Velinor

Di Antara Tawa yang Tak Selalu Kupahami

Catatan dari seseorang yang pernah merasa terlambat hadir

Aku bukan orang yang cepat dalam bercanda. Kadang ketika tawa meledak di sekelilingku, aku masih sibuk menafsirkan makna di balik kalimat terakhir. Bukan karena aku tak ingin ikut, tapi karena aku lebih sering menyimak dalam diam. Dan dalam diam itu, ada rasa asing.

Ada masa ketika aku mulai berpikir: mungkin aku lambat dewasa. Tidak cukup lincah menimpali candaan. Tidak cukup cepat menangkap kode sosial. Lalu satu per satu orang mulai berkata setengah berseloroh, “Eh, kawan rupanya.”

Kalimat itu ringan, tapi bagiku terasa seperti pintu yang tertutup setengah. Aku dianggap ada, tapi juga agak telat. Dan telat di dunia sosial berarti nyaris tak terlihat.
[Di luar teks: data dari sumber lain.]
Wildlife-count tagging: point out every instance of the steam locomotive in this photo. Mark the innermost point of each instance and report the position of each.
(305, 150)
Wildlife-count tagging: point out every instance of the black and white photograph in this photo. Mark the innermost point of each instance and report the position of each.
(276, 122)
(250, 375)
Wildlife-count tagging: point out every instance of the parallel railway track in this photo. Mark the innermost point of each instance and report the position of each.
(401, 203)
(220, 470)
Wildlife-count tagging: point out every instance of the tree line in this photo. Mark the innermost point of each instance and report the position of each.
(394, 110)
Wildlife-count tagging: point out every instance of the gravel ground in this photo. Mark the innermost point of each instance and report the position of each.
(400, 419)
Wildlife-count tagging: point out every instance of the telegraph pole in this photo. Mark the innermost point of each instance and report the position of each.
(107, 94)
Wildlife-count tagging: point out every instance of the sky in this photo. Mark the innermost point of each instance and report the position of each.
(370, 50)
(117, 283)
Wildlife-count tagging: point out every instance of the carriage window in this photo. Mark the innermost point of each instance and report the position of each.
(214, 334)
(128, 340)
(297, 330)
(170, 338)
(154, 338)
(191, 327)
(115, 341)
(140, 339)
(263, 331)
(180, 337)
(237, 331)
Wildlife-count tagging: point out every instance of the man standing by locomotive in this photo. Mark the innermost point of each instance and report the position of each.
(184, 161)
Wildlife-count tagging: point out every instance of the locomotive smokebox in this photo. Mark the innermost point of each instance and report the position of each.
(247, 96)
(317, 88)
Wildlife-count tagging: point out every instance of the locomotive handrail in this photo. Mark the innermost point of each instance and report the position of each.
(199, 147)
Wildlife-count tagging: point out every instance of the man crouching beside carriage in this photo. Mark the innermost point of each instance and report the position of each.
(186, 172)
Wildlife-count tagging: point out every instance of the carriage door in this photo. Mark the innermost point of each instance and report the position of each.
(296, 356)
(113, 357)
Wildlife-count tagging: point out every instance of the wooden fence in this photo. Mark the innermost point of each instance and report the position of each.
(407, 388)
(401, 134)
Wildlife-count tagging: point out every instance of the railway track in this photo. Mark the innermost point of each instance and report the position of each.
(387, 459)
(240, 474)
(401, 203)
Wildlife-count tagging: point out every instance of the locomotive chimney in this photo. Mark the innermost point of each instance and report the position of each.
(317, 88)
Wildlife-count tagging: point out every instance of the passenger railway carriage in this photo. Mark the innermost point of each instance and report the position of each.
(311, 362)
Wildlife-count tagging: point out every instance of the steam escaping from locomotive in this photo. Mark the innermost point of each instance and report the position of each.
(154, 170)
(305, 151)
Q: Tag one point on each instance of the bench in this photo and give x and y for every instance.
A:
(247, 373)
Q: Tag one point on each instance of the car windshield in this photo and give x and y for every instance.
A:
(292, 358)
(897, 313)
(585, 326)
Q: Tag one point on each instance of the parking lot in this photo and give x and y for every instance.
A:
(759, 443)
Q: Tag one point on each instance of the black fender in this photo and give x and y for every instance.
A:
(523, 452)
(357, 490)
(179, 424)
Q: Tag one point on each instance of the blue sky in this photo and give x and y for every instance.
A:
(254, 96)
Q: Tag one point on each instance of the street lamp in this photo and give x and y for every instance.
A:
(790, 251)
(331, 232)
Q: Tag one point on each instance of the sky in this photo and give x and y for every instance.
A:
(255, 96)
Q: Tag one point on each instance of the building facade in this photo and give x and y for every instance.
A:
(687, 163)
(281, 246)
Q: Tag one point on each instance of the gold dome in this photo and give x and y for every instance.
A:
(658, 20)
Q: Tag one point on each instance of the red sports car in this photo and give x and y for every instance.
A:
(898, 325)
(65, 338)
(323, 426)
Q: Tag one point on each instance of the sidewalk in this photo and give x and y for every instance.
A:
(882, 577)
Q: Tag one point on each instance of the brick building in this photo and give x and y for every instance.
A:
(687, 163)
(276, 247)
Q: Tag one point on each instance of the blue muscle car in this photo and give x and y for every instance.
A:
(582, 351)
Pernah aku mencoba ikut arus. Membiarkan diriku menertawakan hal-hal yang tak lucu bagiku. Memaksakan diri melempar balasan yang sedikit sarkastik, agar tak terlihat rapuh. Tapi ada yang remuk dalam upaya itu—seperti kelembutan alami dalam diriku harus dikorbankan demi diterima.

Kini aku belajar pelan-pelan. Bahwa tidak semua kehadiran harus gaduh. Bahwa menjadi lembut di dunia yang keras bukan kelemahan, tapi bentuk keberanian yang nyaris dilupakan.

Aku belajar menjawab candaan bukan untuk menang, tapi untuk tetap utuh. Aku belajar bahwa senyum diam pun bisa punya suara, jika aku berdamai dengan ruang yang kubutuhkan. Aku tak harus cepat. Aku hanya perlu jujur.

Dan kejujuranku adalah ini: Aku hadir—meski dalam versi yang mungkin tidak biasa. Tapi versi ini adalah yang paling aku jaga.